# Attitude with collars and paws



## SamsonV (Oct 21, 2019)

My Samson is a 3 1/2 year old, happy and healthy intact male. He is our first Vizsla, and this is my first time posting anything to a forum. My husband and I are empty nesters and our college son comes quite often. Samson loves everybody he meets, dogs and people, but he HATES to have his paws touched or have say a tick removed and will snarl at your hand and act ugly, though he doesn't bite. He also does not like to have a collar put on, though he tolerates this because he knows it means he gets to walk as we use a harness. He has a phobia of the vet and when boarding snarls and acts like he will bite them when they try to do his nails or bring him out of the crate. I walk him miles and miles every day on a paved trail so I don't have to take him to get his nails done. I could do them with my Dremel but am intimidated to try! The only way we have found to stop him from doing the snarling lip thing is we tell him: "I'm going to spank your bottom." Of course we don't have to as he stops, but still this doesnt stop the behavior from happening or help me be able to do his nails. I have anxiety every time we need to board him. He is basic command trained, very bright and loving. So when he does this snarling thing it really makes no sense. We have been thinking of neutering him but waited like our vet said to let him mature, which that time has certainly passed. Any help or guidance would be appreciated. Sorry for the long post


----------



## Greta (Sep 19, 2018)

Hello. Regarding the nail clipping you could start training using a scratch board, lots of videos on youtube. I wish I'd known about this with my previous V, she too had the paw touching phobia, hated going to the vet etc. She didn't show any aggression. 
Your Samson too sounds frightened and he's being defensive. I will let more knowledgeable members advise what course your training should take to help with this.


----------



## SamsonV (Oct 21, 2019)

Thank you for that advice, I have never heard of scratch boards and will be looking into that! Yes, I agree that the snarling is fearful behavior, which is heartbreaking, but I don't know why, though it seems to have stemmed from the vet boarding and having nails trimmed there. We have had him since a pup and his parents are owned by relatives, he's not a rescue.


----------



## Greta (Sep 19, 2018)

Some Vizslas can be very sensitive and have very good memories. If Samson has been hurt whilst having his nails clipped, even just slightly or was just fearful then it can become a phobia. 
Positive experiences with high value rewards can start to improve phobias but it can take a very long time and some dogs are just too fearful. Like you I avoided, when I could, exposing my previous V to her fears. 
If you can have success with training the scratch board then that problem will be resolved. But you could also try gaining his confidence by touching his paws, not for long and reward him when he lets you with a high value treat.
Also his collar phobia, did he wear a harness when a pup? Greta started on a harness and I didn't really put her in a collar untill perhaps 6/8 months that often. As a result she was a bit of a bucking bronco when you tried to hold her by the collar. It's much better now but not perfect. She will still hide when she has her collar put on each morning, it's a game for her now. But if she knows there's a treat she's as good as gold!


----------



## texasred (Jan 29, 2012)

Have these problems been life long, or are they new.
There will always be dogs that give in to pressure, or will react to pressure.
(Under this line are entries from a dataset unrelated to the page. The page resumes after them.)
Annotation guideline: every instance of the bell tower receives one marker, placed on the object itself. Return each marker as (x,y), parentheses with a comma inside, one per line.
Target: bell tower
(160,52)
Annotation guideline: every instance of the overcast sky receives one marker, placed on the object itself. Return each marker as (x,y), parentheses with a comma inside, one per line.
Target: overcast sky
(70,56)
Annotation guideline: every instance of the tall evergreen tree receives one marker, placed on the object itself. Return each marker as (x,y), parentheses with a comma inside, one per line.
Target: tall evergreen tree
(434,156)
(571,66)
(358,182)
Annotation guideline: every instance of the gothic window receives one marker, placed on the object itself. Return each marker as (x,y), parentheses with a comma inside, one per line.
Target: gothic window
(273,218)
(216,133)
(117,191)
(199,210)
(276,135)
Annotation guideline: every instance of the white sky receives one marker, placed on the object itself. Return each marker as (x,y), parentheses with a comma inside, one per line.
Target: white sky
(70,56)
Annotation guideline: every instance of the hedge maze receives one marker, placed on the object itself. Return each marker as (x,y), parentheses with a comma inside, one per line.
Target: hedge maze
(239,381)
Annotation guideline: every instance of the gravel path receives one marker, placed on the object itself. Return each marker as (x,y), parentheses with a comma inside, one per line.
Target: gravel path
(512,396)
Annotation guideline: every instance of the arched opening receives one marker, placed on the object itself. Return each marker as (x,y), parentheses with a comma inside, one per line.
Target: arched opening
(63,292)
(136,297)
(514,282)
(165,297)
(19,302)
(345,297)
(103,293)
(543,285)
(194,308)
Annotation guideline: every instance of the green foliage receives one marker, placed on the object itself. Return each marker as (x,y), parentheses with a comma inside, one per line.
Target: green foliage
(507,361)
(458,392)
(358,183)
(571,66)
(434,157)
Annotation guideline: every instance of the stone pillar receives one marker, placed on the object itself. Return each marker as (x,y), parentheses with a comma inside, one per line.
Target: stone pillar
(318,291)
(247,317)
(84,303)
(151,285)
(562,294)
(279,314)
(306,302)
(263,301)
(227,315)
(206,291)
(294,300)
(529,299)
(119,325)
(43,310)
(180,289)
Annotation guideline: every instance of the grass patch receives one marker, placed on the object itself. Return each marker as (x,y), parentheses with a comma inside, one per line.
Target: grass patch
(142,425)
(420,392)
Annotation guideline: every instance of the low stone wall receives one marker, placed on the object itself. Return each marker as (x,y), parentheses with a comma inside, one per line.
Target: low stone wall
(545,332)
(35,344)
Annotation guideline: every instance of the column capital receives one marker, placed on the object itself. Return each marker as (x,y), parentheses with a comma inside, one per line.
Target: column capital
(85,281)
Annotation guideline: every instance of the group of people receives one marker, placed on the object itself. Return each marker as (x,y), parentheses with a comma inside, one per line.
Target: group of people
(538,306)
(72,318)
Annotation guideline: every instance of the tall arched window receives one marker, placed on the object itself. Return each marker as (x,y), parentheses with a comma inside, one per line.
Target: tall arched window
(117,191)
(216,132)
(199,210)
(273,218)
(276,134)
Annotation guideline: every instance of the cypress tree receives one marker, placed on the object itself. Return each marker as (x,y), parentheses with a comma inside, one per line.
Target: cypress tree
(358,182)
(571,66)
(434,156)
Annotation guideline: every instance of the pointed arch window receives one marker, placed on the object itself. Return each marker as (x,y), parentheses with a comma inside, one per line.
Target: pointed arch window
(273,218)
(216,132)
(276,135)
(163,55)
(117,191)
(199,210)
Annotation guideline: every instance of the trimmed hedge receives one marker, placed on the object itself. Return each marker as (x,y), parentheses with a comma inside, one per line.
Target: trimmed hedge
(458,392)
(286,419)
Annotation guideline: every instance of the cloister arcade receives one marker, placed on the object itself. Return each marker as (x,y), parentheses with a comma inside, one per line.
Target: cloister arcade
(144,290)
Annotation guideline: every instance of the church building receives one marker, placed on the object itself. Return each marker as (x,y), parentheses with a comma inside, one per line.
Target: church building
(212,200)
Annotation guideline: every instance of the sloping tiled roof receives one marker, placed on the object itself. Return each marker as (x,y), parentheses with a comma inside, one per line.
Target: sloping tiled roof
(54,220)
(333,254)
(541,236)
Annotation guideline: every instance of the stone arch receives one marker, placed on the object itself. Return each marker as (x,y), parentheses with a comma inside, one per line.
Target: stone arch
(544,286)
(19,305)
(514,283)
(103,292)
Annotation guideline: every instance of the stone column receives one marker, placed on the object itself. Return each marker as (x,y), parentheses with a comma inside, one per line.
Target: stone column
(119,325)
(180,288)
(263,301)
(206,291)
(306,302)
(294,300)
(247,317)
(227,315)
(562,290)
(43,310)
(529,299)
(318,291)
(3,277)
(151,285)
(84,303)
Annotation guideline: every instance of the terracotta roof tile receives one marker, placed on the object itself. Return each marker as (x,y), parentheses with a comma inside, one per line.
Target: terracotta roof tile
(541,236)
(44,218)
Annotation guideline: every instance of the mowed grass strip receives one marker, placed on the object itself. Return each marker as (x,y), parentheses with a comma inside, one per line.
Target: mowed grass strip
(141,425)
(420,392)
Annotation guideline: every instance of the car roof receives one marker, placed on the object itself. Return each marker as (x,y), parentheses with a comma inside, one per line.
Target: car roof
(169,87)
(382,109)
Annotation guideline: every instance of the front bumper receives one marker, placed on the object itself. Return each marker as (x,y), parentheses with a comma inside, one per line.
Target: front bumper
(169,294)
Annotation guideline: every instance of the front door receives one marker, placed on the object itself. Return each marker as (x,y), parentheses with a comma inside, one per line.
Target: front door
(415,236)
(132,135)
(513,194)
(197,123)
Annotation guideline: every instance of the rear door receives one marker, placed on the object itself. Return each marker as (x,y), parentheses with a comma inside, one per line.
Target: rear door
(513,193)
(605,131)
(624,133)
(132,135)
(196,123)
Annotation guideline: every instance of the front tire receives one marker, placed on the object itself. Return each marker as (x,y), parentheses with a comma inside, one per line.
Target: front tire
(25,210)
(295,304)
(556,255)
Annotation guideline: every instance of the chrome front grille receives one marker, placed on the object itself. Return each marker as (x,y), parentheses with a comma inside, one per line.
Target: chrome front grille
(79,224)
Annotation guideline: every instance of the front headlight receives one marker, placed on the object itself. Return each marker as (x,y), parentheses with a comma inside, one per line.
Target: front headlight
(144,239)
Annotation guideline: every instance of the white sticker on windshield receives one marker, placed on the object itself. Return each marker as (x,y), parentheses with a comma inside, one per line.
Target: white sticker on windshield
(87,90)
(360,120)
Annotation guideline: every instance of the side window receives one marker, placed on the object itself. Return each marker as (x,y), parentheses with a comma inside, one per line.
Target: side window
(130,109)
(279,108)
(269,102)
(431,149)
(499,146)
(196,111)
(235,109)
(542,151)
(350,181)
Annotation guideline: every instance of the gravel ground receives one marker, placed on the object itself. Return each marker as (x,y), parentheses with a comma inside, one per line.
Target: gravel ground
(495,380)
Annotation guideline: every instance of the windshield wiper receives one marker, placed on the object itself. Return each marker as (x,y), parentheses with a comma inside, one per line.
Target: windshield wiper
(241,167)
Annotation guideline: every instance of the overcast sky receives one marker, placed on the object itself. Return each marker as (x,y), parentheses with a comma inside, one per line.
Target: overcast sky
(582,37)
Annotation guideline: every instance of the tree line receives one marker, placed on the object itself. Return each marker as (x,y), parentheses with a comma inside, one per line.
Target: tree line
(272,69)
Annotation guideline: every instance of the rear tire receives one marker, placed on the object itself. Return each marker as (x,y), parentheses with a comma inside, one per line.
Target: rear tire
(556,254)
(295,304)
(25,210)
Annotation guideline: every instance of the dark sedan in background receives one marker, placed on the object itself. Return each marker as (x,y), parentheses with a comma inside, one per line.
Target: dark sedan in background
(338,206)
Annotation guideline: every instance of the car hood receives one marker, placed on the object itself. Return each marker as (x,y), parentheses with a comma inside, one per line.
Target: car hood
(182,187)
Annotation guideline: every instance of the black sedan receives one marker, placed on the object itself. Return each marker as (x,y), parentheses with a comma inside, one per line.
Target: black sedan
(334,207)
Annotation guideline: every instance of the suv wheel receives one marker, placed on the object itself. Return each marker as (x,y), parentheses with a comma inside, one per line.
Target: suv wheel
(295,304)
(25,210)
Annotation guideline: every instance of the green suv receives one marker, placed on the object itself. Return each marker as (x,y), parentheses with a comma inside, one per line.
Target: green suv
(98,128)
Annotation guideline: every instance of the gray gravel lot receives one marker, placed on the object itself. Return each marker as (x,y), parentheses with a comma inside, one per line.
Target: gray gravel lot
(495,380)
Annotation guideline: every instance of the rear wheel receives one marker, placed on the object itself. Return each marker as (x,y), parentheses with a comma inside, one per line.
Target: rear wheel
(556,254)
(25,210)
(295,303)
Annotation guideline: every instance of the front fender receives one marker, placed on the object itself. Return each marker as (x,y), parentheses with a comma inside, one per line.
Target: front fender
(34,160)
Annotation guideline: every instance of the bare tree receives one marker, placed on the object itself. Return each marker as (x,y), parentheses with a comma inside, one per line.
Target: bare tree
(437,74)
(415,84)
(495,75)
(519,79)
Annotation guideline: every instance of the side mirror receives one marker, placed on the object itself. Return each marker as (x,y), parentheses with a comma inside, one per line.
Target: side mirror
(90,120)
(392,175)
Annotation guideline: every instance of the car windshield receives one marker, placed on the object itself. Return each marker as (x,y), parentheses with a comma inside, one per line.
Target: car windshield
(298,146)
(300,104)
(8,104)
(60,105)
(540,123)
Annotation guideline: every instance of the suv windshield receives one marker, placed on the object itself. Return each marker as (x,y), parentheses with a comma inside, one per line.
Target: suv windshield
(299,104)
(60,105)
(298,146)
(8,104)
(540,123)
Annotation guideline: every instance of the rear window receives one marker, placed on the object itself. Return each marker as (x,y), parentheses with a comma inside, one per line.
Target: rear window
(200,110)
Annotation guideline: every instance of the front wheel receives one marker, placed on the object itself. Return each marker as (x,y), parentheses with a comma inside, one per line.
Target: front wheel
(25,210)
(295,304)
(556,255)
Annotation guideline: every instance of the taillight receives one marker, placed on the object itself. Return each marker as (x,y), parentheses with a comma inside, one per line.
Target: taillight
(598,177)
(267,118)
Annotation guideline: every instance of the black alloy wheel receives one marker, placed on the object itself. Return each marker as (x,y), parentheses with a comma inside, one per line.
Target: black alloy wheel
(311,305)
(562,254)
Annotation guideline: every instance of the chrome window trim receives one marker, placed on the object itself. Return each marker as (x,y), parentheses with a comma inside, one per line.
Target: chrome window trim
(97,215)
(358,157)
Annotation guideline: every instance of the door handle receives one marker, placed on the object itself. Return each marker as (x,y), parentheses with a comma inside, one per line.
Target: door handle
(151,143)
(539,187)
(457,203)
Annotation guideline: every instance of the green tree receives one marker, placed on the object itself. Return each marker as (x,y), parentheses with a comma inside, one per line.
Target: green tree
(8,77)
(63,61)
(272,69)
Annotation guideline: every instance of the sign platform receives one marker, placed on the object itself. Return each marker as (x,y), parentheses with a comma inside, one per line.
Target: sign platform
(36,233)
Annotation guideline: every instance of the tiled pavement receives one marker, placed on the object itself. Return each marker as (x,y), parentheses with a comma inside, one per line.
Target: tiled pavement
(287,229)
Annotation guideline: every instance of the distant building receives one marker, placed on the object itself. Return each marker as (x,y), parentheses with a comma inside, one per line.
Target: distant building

By Pressure, I just mean made to do something, they do not want to do, or something they are uncomfortable with.


----------



## cosmoKenney (Dec 8, 2017)

Just to set expectations, at 3 1/2 y/o, you will have your work cut out for you. I doubt that neutering will help much. You are going to have to start small. And use tons of repetition -- daily.
Just start by touching the paw and give a treat. Don't treat when he's snarling. Don't react, or yell when he is snarling. Always stay calm. Don't threaten. Two or three times and then leave him alone. Over time increase the number of reps and the number of sessions per day. And of course move up, over time, from touching the paw to holding for a few seconds. Then ramp up the duration.


----------



## SamsonV (Oct 21, 2019)

Thank you for your response. When a pup he guarded his bed or food, wrinkled his nose, but no growl, actually he NEVER growls, but when we corrected he responded and this is never an issue again. He and our cat eat alongside each other and he is a perfect gentleman. He's never been keen on tick removal or paws being touched but I can get the tick off by talking to him and telling him easy and gentle. However, we moved to a new location (new city) and had to board him a few times and I let them trim his paws I think twice. They did tell me he didn't like it. Long story short, the vet has never talked to us, but we were told by the office administrator when I wanted to talk to the about breeding that we should not breed him, but neuter him and take him to a behaviorist. I was speechless, they always told me he behaved well and he "was fine", though we had begun to see these phobias that we had never seen. Additionally, the FINAL and last time he was there, when we got him home he was nervous and his lips wrinkling back even when he sat in our laps and we petted him if we went near his collar. It was heartbreaking and took him a few days to stop. So, no he has not been like this always. We will not take him back and need a vet and boarding when we need it but I am nervous to try to find anyone. I put a Sensible harness to walk and he even puts his head into this though he hesitates. We've worked with him to get to that point. So, he wears a regular collar which I have been taking on and off every night since posting on here and treating him after I put on; he is perfectly fine with this after a few days and seems to be gaining confidence. Again sorry so long.


----------